Con lo scorrere del tempo, le distinzioni si fanno sempre più precise: vivere senza nulla di proprio esige la rinuncia alla proprietà ma non all’uso dei beni indispensabili per l’esistenza. E così conventi, chiese, libri e quant’altro rimane di proprietà dei benefattori oppure della Sede Apostolica mentre i frati ne hanno solo l’uso. Spesso però quest’ultimo diventa un abuso tanto che sarcasticamente alcuni affermano che i frati non posseggono nulla ma usano tutto; altri poi sostengono che i Minori predicano la fine del mondo ma guardando i loro conventi sembra che debba essere eterno! Nel tentativo di frenare tali scandali le costituzioni minoritiche diventano sempre più dettagliate nelle indicazioni. Così ad esempio le chiese usate dai frati possono avere un modesto campanile a vela ma assolutamente non deve esserci il campanile a torre che rendeva tali edifici simili a fortezze.
Alcuni frati nella fine del Duecento affermano che per essere veri seguaci di san Francesco non è sufficiente vivere l’uso di fatto dei beni ma serve un uso povero; pertanto la virtuosità non consiste unicamente nella rinuncia alla proprietà ma anche - per non dire soprattutto - nella modalità d’uso delle cose. Il frate provenzale Pietro di Giovanni Olivi svilupperà tale pensiero offrendo riflessioni che in termini odierni si denominerebbero etica economica: come per i frati la perfezione è data dall’uso povero, ossia dalla modalità sobria di usare i beni di cui hanno rinunciato alla proprietà, così i mercanti possono anche loro vivere evangelicamente se usano le loro proprietà per il bene comune. Ubertino da Casale andrà oltre affermando che si deve rinunciare al dominio, ossia alla possibilità e pretesa di difendere i diritti acquisiti d’usare le cose. Bernardino da Siena recepirà tutta questa riflessione e la diffonderà nella sua predicazione; contemporaneamente tali idee troveranno una concretizzazione nell’istituzione dei Monti di pietà, ossia l’aiutare i poveri meno poveri perché non peggiori la loro situazione diventando accattoni.

 Migliori o Minori?

Tali discussioni svilupparono un pensiero e una terminologia che saranno usati nei secoli successivi per elaborare una vera e propria dottrina economica. Tuttavia per controparte queste riflessioni spesso fecero passare da una povertà vissuta ad esempio da frate Francesco d’Assisi ad una povertà pensata; se agli inizi nella fraternità evangelica assisana vi era una povertà dell’apologia, ossia dell’ostentazione di se stessi e dei propri meriti, pian piano si procedette ad un’apologia della povertà.

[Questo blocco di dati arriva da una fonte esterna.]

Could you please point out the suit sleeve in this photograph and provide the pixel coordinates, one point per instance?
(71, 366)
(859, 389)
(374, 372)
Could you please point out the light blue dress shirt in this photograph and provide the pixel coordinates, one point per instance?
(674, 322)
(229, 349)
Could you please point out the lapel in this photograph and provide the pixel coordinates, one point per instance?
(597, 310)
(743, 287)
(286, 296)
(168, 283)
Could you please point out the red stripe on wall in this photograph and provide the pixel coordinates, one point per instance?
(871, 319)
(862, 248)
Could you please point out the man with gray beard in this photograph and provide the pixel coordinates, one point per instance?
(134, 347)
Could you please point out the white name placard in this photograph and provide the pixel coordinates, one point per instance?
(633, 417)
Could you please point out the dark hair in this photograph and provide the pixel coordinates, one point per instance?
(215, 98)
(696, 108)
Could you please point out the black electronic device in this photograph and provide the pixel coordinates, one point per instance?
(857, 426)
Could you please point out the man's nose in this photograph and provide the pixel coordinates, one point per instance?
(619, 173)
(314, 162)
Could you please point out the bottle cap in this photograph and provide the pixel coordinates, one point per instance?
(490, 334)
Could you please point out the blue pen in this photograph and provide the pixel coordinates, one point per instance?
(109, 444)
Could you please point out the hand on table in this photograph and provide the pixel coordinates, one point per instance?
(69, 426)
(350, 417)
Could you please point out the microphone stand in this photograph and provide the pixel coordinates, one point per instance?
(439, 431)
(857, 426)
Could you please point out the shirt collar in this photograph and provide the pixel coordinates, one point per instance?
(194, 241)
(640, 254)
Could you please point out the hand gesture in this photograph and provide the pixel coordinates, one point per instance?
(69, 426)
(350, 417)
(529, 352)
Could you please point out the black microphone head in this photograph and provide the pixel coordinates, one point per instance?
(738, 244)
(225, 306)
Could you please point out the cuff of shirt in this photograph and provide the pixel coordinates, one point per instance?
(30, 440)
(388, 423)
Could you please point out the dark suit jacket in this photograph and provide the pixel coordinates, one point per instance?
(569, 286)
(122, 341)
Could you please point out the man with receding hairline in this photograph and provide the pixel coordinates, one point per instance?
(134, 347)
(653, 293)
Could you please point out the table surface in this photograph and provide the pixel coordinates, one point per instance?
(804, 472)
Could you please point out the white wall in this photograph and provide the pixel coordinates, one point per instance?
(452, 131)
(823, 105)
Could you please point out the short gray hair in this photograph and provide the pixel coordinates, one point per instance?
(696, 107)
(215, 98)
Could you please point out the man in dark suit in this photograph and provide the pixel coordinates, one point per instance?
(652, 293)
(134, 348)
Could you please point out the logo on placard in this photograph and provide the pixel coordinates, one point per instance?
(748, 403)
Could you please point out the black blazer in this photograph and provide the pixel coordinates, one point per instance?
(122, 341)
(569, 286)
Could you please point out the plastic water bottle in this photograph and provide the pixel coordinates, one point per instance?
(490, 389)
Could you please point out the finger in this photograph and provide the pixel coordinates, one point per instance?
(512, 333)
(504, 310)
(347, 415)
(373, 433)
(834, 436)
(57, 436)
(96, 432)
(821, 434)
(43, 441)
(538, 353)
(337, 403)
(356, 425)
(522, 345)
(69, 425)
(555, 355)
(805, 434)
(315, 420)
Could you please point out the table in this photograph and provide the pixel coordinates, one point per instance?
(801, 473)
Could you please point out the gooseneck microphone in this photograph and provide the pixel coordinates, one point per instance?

Di conseguenza si rafforza l’affermazione che i frati Minori sono l’eccellenza e i migliori avendo rinunciato alla proprietà personale e comunitaria proprio come gli apostoli che furono poveri personalmente e comunitariamente. Un’affermazione quest’ultima condannata da papa Giovanni XXII riguardo alla quale i frati si divisero tra loro: mentre alcuni dovettero ricredersi per non essere dichiarati eretici, altri continuarono con pervicacia e difendere le loro idee. E così il radicalismo evangelico diventò ideologico facendo passare dal non possedere nulla di proprio al diventare ricchi della loro povertà.
Mentre quest’ultima posizione ricurva su se stessa si insterilì, vi fu uno sparuto numero di Minori che recuperarono una vita povera per sé e insegnarono agli altri l’importanza di una retta economia in cui il profitto è da lodarsi e accrescersi perché destinato al bene comune. Ma una volta venuto meno il binomio ricchezza-bene comune, la prima si avvinghiò su se stessa e il secondo rimase un buon proposito tanto bello quanto sterile. La crisi finanziaria contemporanea ha costretto a confrontarsi con questa polarizzazione dagli effetti indesiderati e non a caso oggi molti studiano e riscoprono quel pensiero e spiritualità economica nel nome di san Francesco intravvedendo in essa una via di uscita dall’impasse generale.